Bye bye life faz parte do balanço final, dos últimos 30 minutos de estado febril, as imagens se intercalam na alucinação de Gideon e na aspereza da realidade do ambiente hospitalar. Tudo se inicia com o personagem O'Connor Flood, interpretado por Ben Vereen, anunciando o próximo número, a despedida de Gideon. No início, as bailarinas-veias pulsam lindamente junto com o braço do homenageado no centro do palco. Os músicos sobem como um show de rock-disco característico dos anos 70. O espetáculo está montado. A beleza do mundo onde tudo vira estético e adereço: a marca prateada no peito de Gideon aparece no lugar do sinal da cicatriz da cirurgia cardíaca.



Mundo dos brilhos, dos reflexos retorcidos e das maquiagens. A verdade que é necessária a Gideon aparece em seus momentos derradeiros. Enquanto Flood canta “Bye bye your life, goodbye” e “I think he's gonna die” Gideon ao mesmo tempo “Bye bye my life, goodbye” e “I think I'm gonna die”. Livre, sem mentiras ou dessabores tudo parece apequenado frente aos minutos do espetáculo. Diverso do restante do filme a câmera não se intercala pelo olhar do cinema ou o olhar do espectador em um show, temos a visão da proximidade com os personagens, um espetáculo individual com poucos respiros de planos abertos, no qual o palco apareceria em sua integridade.

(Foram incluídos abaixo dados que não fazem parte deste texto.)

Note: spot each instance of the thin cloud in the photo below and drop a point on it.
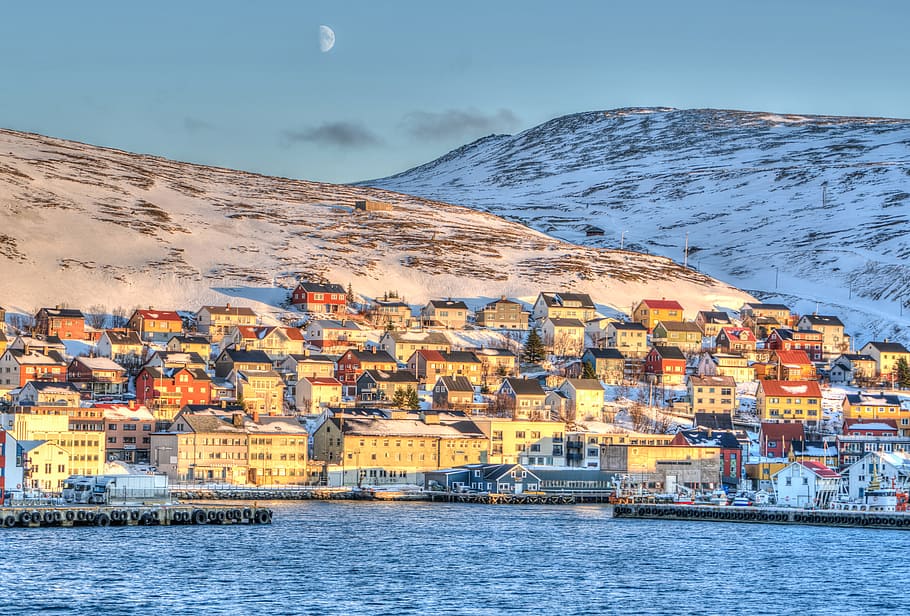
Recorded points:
(457, 123)
(195, 125)
(340, 134)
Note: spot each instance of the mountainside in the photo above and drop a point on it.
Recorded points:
(86, 225)
(813, 209)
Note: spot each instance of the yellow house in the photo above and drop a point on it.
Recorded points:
(48, 465)
(887, 355)
(875, 406)
(230, 447)
(378, 450)
(262, 391)
(524, 441)
(215, 321)
(585, 398)
(313, 393)
(649, 311)
(85, 448)
(789, 401)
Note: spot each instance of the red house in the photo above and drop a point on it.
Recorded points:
(173, 387)
(321, 298)
(354, 363)
(808, 340)
(665, 365)
(777, 438)
(65, 323)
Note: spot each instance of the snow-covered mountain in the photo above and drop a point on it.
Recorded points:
(85, 225)
(809, 209)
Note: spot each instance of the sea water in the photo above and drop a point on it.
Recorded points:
(340, 557)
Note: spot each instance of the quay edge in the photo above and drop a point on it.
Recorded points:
(766, 515)
(130, 515)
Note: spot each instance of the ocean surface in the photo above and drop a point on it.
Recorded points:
(422, 558)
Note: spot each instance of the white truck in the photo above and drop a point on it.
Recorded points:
(113, 489)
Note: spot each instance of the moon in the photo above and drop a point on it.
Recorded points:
(326, 38)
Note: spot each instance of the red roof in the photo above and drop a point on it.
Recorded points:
(777, 431)
(662, 304)
(791, 358)
(159, 315)
(819, 469)
(791, 389)
(431, 355)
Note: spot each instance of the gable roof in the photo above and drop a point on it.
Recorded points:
(662, 304)
(315, 287)
(793, 389)
(524, 387)
(818, 319)
(668, 352)
(604, 353)
(455, 383)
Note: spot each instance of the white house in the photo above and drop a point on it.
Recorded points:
(890, 468)
(806, 484)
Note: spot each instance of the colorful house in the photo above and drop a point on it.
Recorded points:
(320, 298)
(649, 311)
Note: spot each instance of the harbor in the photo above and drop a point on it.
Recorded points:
(766, 515)
(130, 515)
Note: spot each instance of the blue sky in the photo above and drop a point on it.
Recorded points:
(244, 85)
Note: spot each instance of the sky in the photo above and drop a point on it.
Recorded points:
(244, 85)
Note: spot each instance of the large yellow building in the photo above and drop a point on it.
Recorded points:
(213, 445)
(85, 449)
(378, 450)
(524, 441)
(789, 401)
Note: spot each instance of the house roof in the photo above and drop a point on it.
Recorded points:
(796, 357)
(424, 337)
(714, 316)
(712, 381)
(714, 421)
(583, 300)
(315, 287)
(456, 383)
(99, 363)
(127, 338)
(159, 315)
(246, 357)
(229, 310)
(668, 352)
(322, 381)
(585, 384)
(819, 469)
(604, 353)
(872, 399)
(449, 304)
(793, 389)
(777, 431)
(385, 376)
(888, 347)
(662, 304)
(628, 326)
(680, 326)
(524, 387)
(818, 319)
(576, 323)
(68, 313)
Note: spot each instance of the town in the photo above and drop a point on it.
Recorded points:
(549, 397)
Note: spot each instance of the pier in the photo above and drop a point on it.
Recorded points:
(766, 515)
(130, 515)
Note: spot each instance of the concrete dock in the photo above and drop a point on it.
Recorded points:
(130, 515)
(766, 515)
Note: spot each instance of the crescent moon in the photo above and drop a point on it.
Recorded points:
(326, 38)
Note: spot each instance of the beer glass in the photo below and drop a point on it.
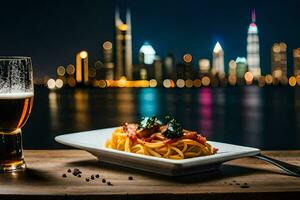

A música originalmente foi composta pelo casal Felice e Boudleaux Bryant e sua popularidade veio com The Everly Brothers, em 1957. Ela é mais jovial e muito menos dramática da versão erguida pelo filme de Bob Fosse.



Poucos foram os musicais depois de All that Jazz a conseguir tanto êxito e sinceridade. É de referências e visualmente carregado, mas nada sobra, não há exageros: O Show Deve Continuar!